Bir seneden fazladır bir işyerinde engelli kadrosunda temizlik işinde çalışan bir kadın işçiyim. İşe başladığımda on beş seneden fazladır çalışan bir ablanın yanına verdiler beni. Ben engelli olduğum için Abla bana çok yardımcı oldu. Hem ağır işleri bana yaptırmadı, hem de işi ve gereken kuralları öğretti. Daha sonra Ablayı alıp başka bir bölüme verdiler. Ben çalıştığım bölümde tek kaldım. Engelli olduğum için çok zorlanıyorum. Yani önceden iki kişinin yaptığı işi tek başıma yapıyorum. Diğer arkadaşlarımın her biri de iki ayrı katın işini yapıyorlar. Yol parası, asgari geçim indirimi ve engelli indirimi dâhil 1350 lira maaş alıyorum. Diğer arkadaşlarımın da çoğu yıllardır çalışmalarına rağmen yol parası dâhil 1350-1400 civarı maaş alıyorlar.

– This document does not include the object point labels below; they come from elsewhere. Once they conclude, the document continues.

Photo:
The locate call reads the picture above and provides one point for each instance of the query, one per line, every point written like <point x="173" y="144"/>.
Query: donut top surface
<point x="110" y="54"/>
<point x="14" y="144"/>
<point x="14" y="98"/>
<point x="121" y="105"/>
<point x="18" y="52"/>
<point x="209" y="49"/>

Asgari ücret 1300 lira olacak diye işyerinde bize uygulanan baskı iyiden iyiye arttı. “Asgari ücret 1300 lira olacak” deniyor. Ama asgari geçim indirimi 1300 liranın içinde mi, dışında mı o da belli değil. Zaten iki kişinin yapabileceği işi tek başımıza yapıyoruz. Bu da yetmezmiş gibi niyetlerini açıkça söylemeseler de daha fazla baskı yapmaya başladılar. Biz de kendi aramızda konuşurken “acaba maaşlarımız asgari ücretin üzerinde olduğu için, hiç zam vermemek için mi bunları yapıyorlar?” diye birbirimize soruyoruz.
Yemek molamız bir saat. Ama biz yemekten sonra hemen işe başlıyoruz ki saat beşe kadar işimizi bitirebilelim. Sabah ve öğleden sonra çay molamız var. Ama gidip çayımızı alıp oturarak içemiyoruz. Çayımızı alıp patronlara ve müdürlere görünmemek için soyunma odasında, onlara görünmeyeceğimiz yerlerde gizlenerek içmek zorunda kalıyoruz. Çayımızı alıp oturarak rahat bir şekilde içemiyoruz. Beş dakika olsun dinlenmeye bile izin vermiyorlar. Yorulduğumuzda, beş dakika oturduğumuzu gördüklerinde kızıyorlar “oturmayın, çalışın” diyorlar. Bizi her dakika gözetliyorlar. Zaten yaptığımız iş belli. İşimizi akşam mesai bitimine kadar bitirmek için kendimizle yarışıyoruz. Buna rağmen her fırsatta tepemize dikiliyorlar. “İşinizi bitirmeden çıkmayın” diyorlar. Bazı günler işimiz bitmediği için mesai bitiminden sonra da çalışmak zorunda kalıyoruz. Fazla mesai parası vermemek için müdürlere “giriş saat 8, çıkış 5 yazın” diyor patronlarımız. Sabah saat 8’de işe başlamak zorundayız. Ama akşam çıkışımız her gün saat 5’te olmuyor. İşimiz bitmediği için bazen saat 5’i geçiyor, 5 buçuğa kadar kalıp işimizi bitiriyoruz.
Ben %68 engelli biri olarak, işyerinin koşulları çok zor olmasına ve bedenimi zorlamasına rağmen elimden gelenin fazlasını yaparak bu işyerinde kaldım ve ilk senemi doldurdum. Bu bir seneyi nasıl doldurduğumu bir ben bilirim. Oysa işverenin daha uygun ve bu kadar yorup canımı çıkartmayacak biçimde çalıştırması gerekiyor. Ama işverenimizde insaf ve vicdan yok. Diğer arkadaşlarımın da işleri hiç kolay değil. Benim işimin iki katı kadar ağır ve zor işleri. Bu çalışmayla yarın bir gün onlar da birer engelli durumuna gelecekler. İşverenimiz bizim sağlığımızı düşünmüyor. Hatta hiçe sayıyor. Bizim sırtımızdan kazandıkları paranın küçücük bir parçasını bize veriyorlar. Onu da çok görüyorlar. Biz olmazsak o kocaman binayı kim temizleyecek, kendileri mi? Bu işverenler nankörler. Ne kadar iş yapsak da gözlerine görünmüyor.